Dismal. Disappointing. Disastrous.
These words roll off the tongue across the nation when describing the early weeks of the New Orleans Saints’ football season. Blame has been spread across the board; whether it be a luxurious training camp, poor calls on offense by Head Coach Sean Payton, or a lack of production by top-dollar safety Jairus Byrd and the rest of the Saints defense, excuses have run the gamut. Yet, in the clouded rage of Saints fans everywhere, many fail to see that the road to the playoffs is far clearer than it may seem.
The NFC South has underwhelmed this season. The Tampa Bay Buccaneers recently made the Atlanta Falcons look like the redux of the “Greatest Show On Turf” upon being routed 56-14. Eight injuries to Atlanta’s team led to their demise versus the Minnesota Vikings, a team playing with its third-string quarterback and a gaping hole left by Adrian Peterson, proving that they might not be as great as Matt Ryan is making people think they are. A slew of injuries to the Carolina Panthers’ stable of running backs have depleted an already porous offense.
Cowboys game aside, the Saints have lost their games this season by a combined five points. Had Shayne Graham kicked another field goal in each of the first two games, the Saints would be 3-1, and national sports analysts would be raving about how the Saints have met preseason expectations. Considering that the NFC South leaders are tied at 2-2, they would be leading the division, keeping them squarely in the playoff picture.
That’s not to say this team has been perfect, by any means. The Saints currently have the 29th-ranked defense in the NFL. Along with a poor start to star wide receiver Marques Colston and a tough schedule impending against the likes of Green Bay, Cincinnati, and San Francisco, detractors have legitimate reason to fear that the Saints can’t right the ship.
Yet, upon closer examination of the problems, they appear to be nothing more than smoke and mirrors.
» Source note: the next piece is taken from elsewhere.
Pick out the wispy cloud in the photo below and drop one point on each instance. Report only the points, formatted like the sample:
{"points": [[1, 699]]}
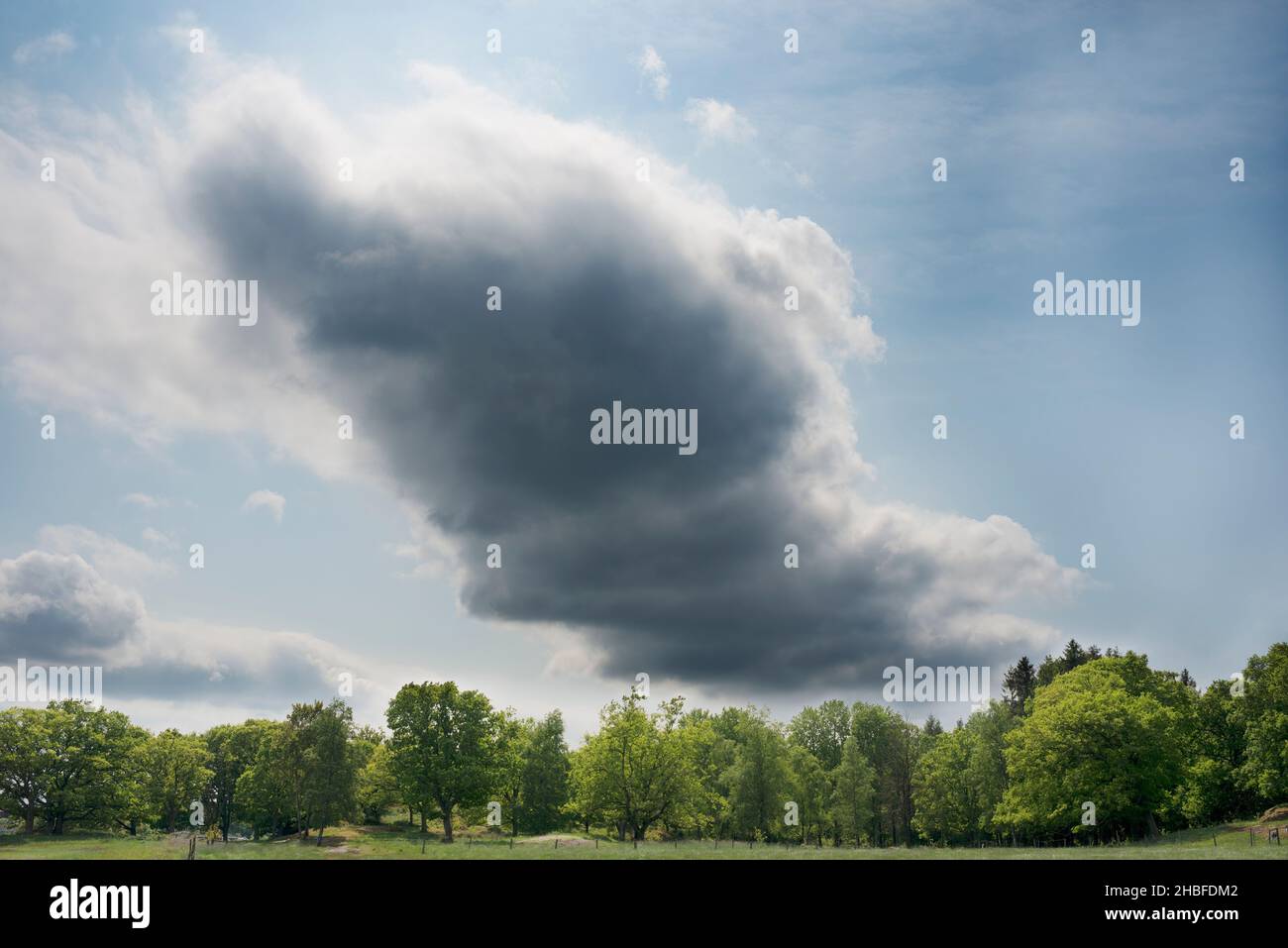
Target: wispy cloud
{"points": [[266, 500], [717, 121], [655, 72], [46, 48]]}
All three of those teams have to survive the wrath of 70,000 Saints fans within the confines of the Mercedes-Benz Superdome, a stadium as tough for a road team as CenturyLink in Seattle. Seven home games remain on the schedule, so the team’s best days lie ahead.
While this team has suffered tremendously on the defensive side of the ball, a rough stretch in the beginning was to be expected. An injury to Jairus Byrd cost a gleaming opportunity in training camp for the secondary to get used to each other’s tendencies and gel together as a unit. Now that the team has gotten to take the field together for the equivalent of a preseason, the verdict is yet to be made on the defense.
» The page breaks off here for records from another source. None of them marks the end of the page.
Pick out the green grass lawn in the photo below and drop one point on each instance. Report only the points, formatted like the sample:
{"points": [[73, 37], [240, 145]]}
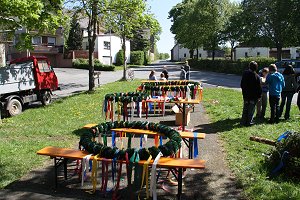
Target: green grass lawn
{"points": [[58, 124], [245, 157]]}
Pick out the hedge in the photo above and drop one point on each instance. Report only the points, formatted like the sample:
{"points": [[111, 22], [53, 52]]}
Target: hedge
{"points": [[81, 63], [137, 57], [228, 66]]}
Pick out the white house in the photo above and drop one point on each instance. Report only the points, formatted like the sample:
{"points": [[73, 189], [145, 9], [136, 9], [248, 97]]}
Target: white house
{"points": [[179, 53], [106, 48], [287, 53]]}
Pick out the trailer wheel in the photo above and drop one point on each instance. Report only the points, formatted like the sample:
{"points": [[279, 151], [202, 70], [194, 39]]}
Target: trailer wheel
{"points": [[46, 98], [14, 107]]}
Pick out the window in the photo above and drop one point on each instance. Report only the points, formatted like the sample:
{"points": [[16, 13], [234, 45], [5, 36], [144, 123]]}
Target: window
{"points": [[36, 40], [51, 41], [106, 45], [43, 66]]}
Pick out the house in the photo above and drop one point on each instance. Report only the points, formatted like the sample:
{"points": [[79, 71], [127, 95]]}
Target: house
{"points": [[106, 48], [244, 52], [49, 45], [107, 44], [179, 53]]}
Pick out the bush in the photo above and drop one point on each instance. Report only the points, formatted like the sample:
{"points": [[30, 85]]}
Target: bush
{"points": [[228, 66], [137, 57], [120, 58], [81, 63]]}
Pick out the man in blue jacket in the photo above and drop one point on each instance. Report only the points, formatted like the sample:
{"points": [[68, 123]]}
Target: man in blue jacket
{"points": [[251, 90], [276, 83]]}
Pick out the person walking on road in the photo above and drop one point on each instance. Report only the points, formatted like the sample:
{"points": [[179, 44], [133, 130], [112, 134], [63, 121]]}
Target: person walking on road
{"points": [[263, 101], [187, 69], [288, 91], [165, 72], [251, 91], [276, 84], [182, 73]]}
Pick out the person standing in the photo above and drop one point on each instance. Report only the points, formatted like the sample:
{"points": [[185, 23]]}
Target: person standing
{"points": [[263, 101], [276, 83], [187, 69], [288, 91], [251, 91], [182, 73], [165, 72], [152, 76]]}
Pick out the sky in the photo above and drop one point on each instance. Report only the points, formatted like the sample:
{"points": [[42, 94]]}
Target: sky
{"points": [[161, 8]]}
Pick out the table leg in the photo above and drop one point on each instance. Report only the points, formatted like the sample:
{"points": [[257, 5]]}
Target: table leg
{"points": [[179, 183], [183, 117], [65, 168], [55, 171]]}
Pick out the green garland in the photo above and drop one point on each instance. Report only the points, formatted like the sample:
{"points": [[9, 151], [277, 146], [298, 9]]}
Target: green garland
{"points": [[171, 83], [126, 97], [87, 140]]}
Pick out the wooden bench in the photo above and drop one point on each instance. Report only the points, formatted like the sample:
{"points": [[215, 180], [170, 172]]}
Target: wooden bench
{"points": [[61, 155], [186, 136]]}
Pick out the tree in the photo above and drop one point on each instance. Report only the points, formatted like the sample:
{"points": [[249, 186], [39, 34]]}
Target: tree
{"points": [[126, 16], [95, 12], [198, 23], [269, 23], [34, 15], [74, 41]]}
Marques Colston’s struggles have been noted throughout the season, including a crucial fumble in overtime at Atlanta. However, this appears to be a rough stretch bound to be broken. Colston has been a model of consistency during his time in New Orleans, ranking him sixth among wide receivers between 2009 and 2011.
While this start has been less than ideal, the Saints are in a great position to turn this season around. Keep in mind that we still have the best receiving tight end in the NFL, a top 5 quarterback, and a brand new toy: electric rookie wideout Brandin Cooks. So put your paper bags away, New Orleans. The offense will remain elite, the defense will rekindle the spark that made them so great last season, and the Saints will get their halos back.